# next year ferry bookings



## sallym (Jun 11, 2007)

Hi,

I have just been trying to look for cross channel ferries for next year, but SeaFrance say they have no availability. Is it more likely that they haven't fixed their schedules or that we are trying to book too far in advance?
After this wet UK summer, surely we are not the only ones keen to plan for some sunshine next year...


----------



## Zebedee (Oct 3, 2007)

sallym said:


> Hi,
> 
> I have just been trying to look for cross channel ferries for next year, but SeaFrance say they have no availability.
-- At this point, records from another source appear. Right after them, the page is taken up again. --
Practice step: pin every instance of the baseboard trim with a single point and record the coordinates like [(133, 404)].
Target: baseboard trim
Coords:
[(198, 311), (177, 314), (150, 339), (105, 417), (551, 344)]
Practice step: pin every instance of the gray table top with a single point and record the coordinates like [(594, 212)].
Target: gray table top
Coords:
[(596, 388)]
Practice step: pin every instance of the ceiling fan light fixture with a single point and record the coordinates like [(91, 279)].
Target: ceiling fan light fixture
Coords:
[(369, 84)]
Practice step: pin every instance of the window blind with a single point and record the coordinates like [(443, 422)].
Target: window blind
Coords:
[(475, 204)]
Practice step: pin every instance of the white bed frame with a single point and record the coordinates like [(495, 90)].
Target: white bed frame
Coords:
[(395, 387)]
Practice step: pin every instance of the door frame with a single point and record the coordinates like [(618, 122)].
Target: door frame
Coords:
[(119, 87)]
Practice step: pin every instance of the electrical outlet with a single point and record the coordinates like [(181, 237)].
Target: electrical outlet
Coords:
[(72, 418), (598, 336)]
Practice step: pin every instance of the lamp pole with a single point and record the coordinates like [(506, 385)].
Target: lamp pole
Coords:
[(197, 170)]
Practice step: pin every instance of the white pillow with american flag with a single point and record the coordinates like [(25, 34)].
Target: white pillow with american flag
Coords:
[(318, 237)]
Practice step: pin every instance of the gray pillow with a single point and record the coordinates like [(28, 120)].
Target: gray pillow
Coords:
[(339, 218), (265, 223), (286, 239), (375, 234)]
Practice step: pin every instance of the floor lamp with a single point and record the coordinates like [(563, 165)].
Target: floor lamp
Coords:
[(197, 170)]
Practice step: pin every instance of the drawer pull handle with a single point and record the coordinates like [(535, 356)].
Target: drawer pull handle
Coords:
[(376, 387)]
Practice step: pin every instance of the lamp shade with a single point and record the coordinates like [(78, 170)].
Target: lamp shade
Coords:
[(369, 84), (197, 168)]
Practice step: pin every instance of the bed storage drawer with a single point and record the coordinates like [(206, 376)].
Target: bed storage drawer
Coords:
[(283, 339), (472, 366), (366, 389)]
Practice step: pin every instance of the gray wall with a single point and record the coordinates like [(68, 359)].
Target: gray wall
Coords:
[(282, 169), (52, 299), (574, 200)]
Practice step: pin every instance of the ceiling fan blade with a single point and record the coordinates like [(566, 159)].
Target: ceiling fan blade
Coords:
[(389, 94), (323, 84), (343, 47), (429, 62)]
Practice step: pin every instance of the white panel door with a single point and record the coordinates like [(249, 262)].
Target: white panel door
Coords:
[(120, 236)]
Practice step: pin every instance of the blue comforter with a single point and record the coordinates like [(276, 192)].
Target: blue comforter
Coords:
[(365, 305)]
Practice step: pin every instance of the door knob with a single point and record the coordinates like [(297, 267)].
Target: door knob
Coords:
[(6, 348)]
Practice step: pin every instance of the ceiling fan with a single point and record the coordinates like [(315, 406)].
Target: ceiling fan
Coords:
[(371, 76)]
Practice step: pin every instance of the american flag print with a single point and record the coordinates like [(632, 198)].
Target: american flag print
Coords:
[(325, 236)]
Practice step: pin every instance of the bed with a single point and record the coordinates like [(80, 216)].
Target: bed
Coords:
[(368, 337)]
Is it more likely that they haven't fixed their schedules or that we are trying to book too far in advance?
> After this wet UK summer, surely we are not the only ones keen to plan for some sunshine next year...


Too far in advance Sally.

I think they are all the same. Not sure when they open up for next year, but it shouldn't be too long.

It might be worth waiting though if you are pplanning to travel mid or late year, as there are often bargains to be had in Jan/Feb.

Hope this helps


----------



## ActiveCampers (Jun 17, 2005)

Or consider a frequent traveller seafrance ticket - guarenteed to get on with no booking - just give them the date of the first crossing.
£65 return if you buy 3 returnes for 12 months. Link on my tips page (IIRC! lol!)


----------